Apparently, after reconfiguring as above, two IP addresses end up
attached to eth0 - one for each (staticly configured in /e/n/i)
ISP network connection.
So now I am manually running something like:
ifconfig eth0 down
ip address del 10.1.1.30/24 dev eth0
ip address del 192.168.1.30/24 dev eth0
ip address del fe80::f2de:f1ff:fef7:ea96/64 dev eth0
But this (atm) is a very manual process, and it seems to me that I am
not taking down eth0 properly, and that I should not have to
introduce IP address awareness into my eth reset script, just to
properly reset my eth0 static configuration.
Any pointers of what I need to read/ what I am missing, would be
ifup and ifdown read the contents of /e/n/i to determine what tasks to
perform.

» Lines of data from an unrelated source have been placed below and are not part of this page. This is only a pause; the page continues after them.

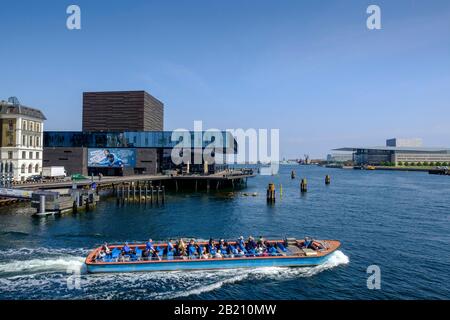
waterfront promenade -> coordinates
[12,169,255,190]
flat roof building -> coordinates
[334,139,450,165]
[44,131,237,176]
[82,91,164,131]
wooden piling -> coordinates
[300,178,308,193]
[267,183,275,203]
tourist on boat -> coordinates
[145,239,155,252]
[122,242,134,256]
[303,237,313,249]
[101,242,111,256]
[208,239,217,258]
[245,236,256,255]
[187,239,198,259]
[177,239,186,256]
[257,236,266,249]
[199,246,209,259]
[142,248,152,260]
[246,236,256,251]
[219,239,228,256]
[267,244,278,256]
[167,240,175,253]
[236,236,247,254]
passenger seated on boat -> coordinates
[187,239,198,259]
[145,239,155,252]
[219,239,228,255]
[208,239,217,258]
[177,239,186,256]
[166,240,175,254]
[150,250,161,260]
[283,237,289,251]
[198,245,209,259]
[101,242,111,256]
[142,248,153,260]
[257,236,266,249]
[122,242,134,256]
[267,245,278,256]
[245,236,256,253]
[302,237,312,249]
[236,236,247,254]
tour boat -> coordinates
[86,238,340,273]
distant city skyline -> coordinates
[0,0,450,159]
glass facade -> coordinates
[44,131,237,153]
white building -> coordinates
[0,98,46,181]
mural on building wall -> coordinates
[88,148,136,168]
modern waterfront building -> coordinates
[44,131,237,176]
[0,97,46,181]
[44,91,237,176]
[334,138,450,165]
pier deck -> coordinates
[12,171,255,190]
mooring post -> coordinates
[300,178,308,193]
[150,186,153,205]
[39,194,45,213]
[156,186,159,204]
[266,183,275,203]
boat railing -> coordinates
[96,253,289,263]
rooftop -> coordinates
[0,100,47,120]
[333,146,450,153]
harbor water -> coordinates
[0,165,450,299]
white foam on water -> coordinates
[0,256,85,275]
[0,251,349,299]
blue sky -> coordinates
[0,0,450,158]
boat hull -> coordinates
[87,255,334,273]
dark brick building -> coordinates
[83,91,164,131]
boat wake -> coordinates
[0,248,349,299]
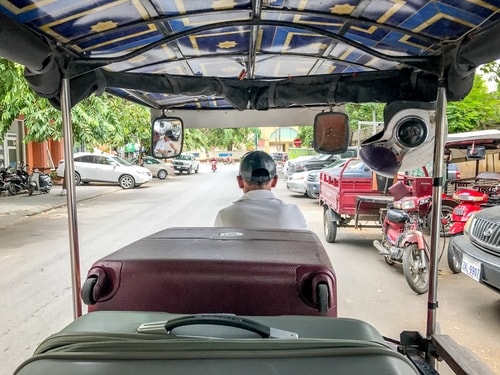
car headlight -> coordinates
[464,211,479,236]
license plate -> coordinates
[462,254,481,281]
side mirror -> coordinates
[151,116,184,159]
[359,102,436,177]
[467,145,486,160]
[313,112,351,154]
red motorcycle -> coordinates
[373,195,432,294]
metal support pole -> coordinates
[61,78,82,319]
[427,85,448,356]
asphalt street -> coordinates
[0,183,121,228]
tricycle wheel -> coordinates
[403,244,429,294]
[306,190,319,199]
[448,237,462,273]
[323,209,337,243]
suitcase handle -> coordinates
[165,314,271,338]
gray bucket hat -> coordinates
[240,151,276,182]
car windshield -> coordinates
[110,156,133,166]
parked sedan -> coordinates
[448,206,500,293]
[130,156,175,180]
[56,152,153,189]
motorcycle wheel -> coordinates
[403,244,429,294]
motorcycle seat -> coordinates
[387,209,410,223]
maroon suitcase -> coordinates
[81,228,337,316]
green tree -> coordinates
[0,59,151,149]
[446,74,500,133]
[207,128,256,151]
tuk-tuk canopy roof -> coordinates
[0,0,500,110]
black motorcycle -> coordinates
[28,168,52,195]
[9,164,29,195]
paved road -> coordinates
[0,166,500,375]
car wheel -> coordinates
[158,169,168,180]
[118,174,135,189]
[448,238,462,273]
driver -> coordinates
[214,151,307,229]
[155,130,182,156]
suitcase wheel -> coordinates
[81,276,97,305]
[316,283,330,314]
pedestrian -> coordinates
[214,151,307,229]
[59,171,67,196]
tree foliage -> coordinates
[0,58,500,151]
[446,75,500,133]
[0,59,151,149]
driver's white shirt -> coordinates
[214,190,307,229]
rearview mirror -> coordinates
[467,145,486,160]
[359,102,436,177]
[151,116,184,159]
[313,112,351,154]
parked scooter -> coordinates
[0,169,10,192]
[9,162,29,195]
[28,168,52,195]
[373,196,432,294]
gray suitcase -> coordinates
[15,311,419,375]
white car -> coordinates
[56,152,153,189]
[130,156,175,180]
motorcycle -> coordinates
[0,169,10,193]
[9,163,29,195]
[28,168,52,195]
[373,196,432,294]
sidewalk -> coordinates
[0,184,121,228]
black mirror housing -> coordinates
[467,146,486,160]
[151,116,184,159]
[313,112,351,154]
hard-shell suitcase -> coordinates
[82,227,337,316]
[14,311,419,375]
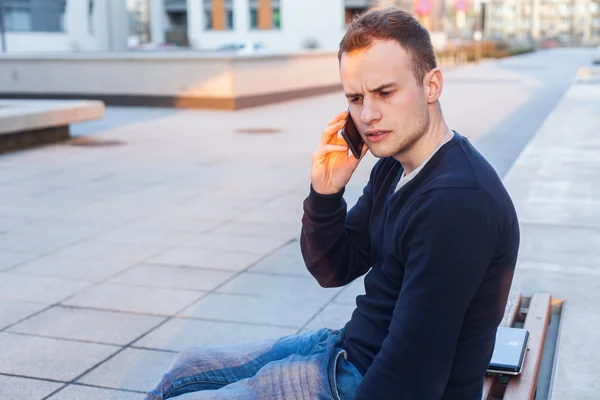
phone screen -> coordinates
[342,112,364,158]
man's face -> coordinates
[340,40,429,158]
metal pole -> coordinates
[0,0,6,53]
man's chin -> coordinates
[369,144,396,158]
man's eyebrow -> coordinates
[346,82,396,99]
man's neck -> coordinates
[394,115,450,175]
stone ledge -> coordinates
[0,99,104,135]
[0,99,104,154]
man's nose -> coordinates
[360,99,381,125]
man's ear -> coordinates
[423,68,444,104]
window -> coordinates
[204,0,233,30]
[88,0,94,34]
[3,0,66,32]
[249,0,281,29]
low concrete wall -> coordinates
[0,52,340,109]
[0,99,104,154]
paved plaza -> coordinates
[0,49,600,400]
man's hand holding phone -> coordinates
[311,111,368,194]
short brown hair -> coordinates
[338,7,437,85]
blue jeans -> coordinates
[146,329,362,400]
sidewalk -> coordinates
[505,67,600,400]
[0,49,600,400]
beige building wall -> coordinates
[485,0,600,45]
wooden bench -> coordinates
[482,292,552,400]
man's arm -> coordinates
[300,181,373,287]
[300,111,372,287]
[355,189,498,400]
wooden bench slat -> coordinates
[482,292,521,400]
[504,294,552,400]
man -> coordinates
[149,9,519,400]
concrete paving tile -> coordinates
[63,283,204,316]
[305,303,356,330]
[147,247,262,271]
[14,214,107,238]
[211,220,301,239]
[273,240,302,257]
[133,318,297,351]
[0,251,38,271]
[0,216,32,232]
[10,254,132,282]
[126,213,227,234]
[77,349,177,392]
[0,229,86,254]
[8,306,164,345]
[53,202,146,226]
[181,232,289,254]
[0,272,90,304]
[108,264,235,291]
[179,293,325,328]
[515,198,600,228]
[50,240,166,264]
[237,206,303,223]
[0,375,62,400]
[519,223,600,269]
[218,273,341,302]
[95,226,194,246]
[162,204,247,219]
[0,333,118,381]
[0,299,47,329]
[48,384,146,400]
[248,252,312,278]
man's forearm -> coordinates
[300,184,370,287]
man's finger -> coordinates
[327,111,348,126]
[320,120,345,146]
[314,144,348,157]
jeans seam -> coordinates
[163,380,229,399]
[329,349,348,400]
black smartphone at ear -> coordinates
[342,111,365,158]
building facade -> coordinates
[0,0,128,53]
[485,0,600,45]
[0,0,375,53]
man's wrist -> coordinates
[307,184,345,213]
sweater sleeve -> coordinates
[300,177,373,287]
[355,188,498,400]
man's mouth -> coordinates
[365,129,390,142]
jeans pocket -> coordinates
[331,350,348,400]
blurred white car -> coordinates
[216,42,267,54]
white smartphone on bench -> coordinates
[486,327,529,376]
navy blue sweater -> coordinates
[301,134,519,400]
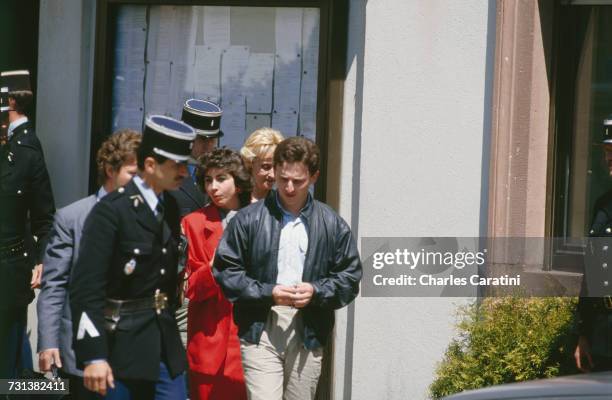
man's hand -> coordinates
[272,285,295,306]
[574,336,594,372]
[38,349,62,372]
[83,361,115,396]
[30,264,42,289]
[291,282,314,308]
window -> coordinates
[111,5,320,150]
[552,1,612,270]
[89,0,348,209]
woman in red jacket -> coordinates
[181,148,252,400]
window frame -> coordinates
[89,0,348,206]
[546,0,612,272]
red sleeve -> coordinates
[181,214,220,301]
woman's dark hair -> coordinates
[196,147,253,207]
[96,129,142,185]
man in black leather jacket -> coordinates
[214,137,362,400]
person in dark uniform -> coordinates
[0,71,55,378]
[172,99,223,217]
[69,116,195,400]
[574,117,612,372]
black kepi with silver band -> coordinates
[181,99,223,138]
[140,115,196,163]
[0,69,32,137]
[602,114,612,144]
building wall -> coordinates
[37,0,495,399]
[334,0,495,400]
[36,0,95,208]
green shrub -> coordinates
[429,297,577,399]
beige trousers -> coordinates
[240,306,323,400]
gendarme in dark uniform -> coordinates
[70,116,195,400]
[576,119,612,371]
[172,99,223,217]
[0,71,55,378]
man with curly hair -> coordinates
[213,137,361,400]
[37,129,141,398]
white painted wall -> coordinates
[334,0,495,400]
[36,0,95,208]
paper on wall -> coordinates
[147,6,176,62]
[272,110,298,137]
[204,6,230,48]
[168,64,193,119]
[300,112,317,142]
[111,106,143,132]
[145,61,170,115]
[221,97,246,150]
[300,9,319,123]
[242,53,274,113]
[245,114,270,140]
[272,8,302,112]
[113,67,144,108]
[115,6,147,69]
[170,6,197,65]
[221,46,250,103]
[193,46,221,103]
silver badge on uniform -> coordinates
[123,258,136,275]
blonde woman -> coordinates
[240,128,284,203]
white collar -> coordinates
[8,117,28,139]
[132,175,161,215]
[96,186,108,201]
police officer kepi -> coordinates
[172,99,223,217]
[574,117,612,371]
[70,116,195,400]
[0,70,55,378]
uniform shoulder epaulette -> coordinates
[14,133,42,151]
[104,186,125,201]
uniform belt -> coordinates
[0,239,25,258]
[104,292,168,316]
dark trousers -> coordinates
[98,362,187,400]
[59,371,97,400]
[591,354,612,372]
[0,307,31,379]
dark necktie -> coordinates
[155,197,164,223]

So, in particular, ifdown reads that file to determine what
addresses to remove from the interface.
That being said, you might find it more suitable to change your script to:
1. ifdown the interface
2. Change the network parameters (either by using sed etc to edit the
file or to move 'canned' files in/out of /etc/network/interfaces.d)
3. ifup the interface
What I would do, in your situation is to have a set of files in
/etc/network/interfaces.d called, for example "!home", "!work",
"!travel" or whatever makes sense for your locations. The leading "!"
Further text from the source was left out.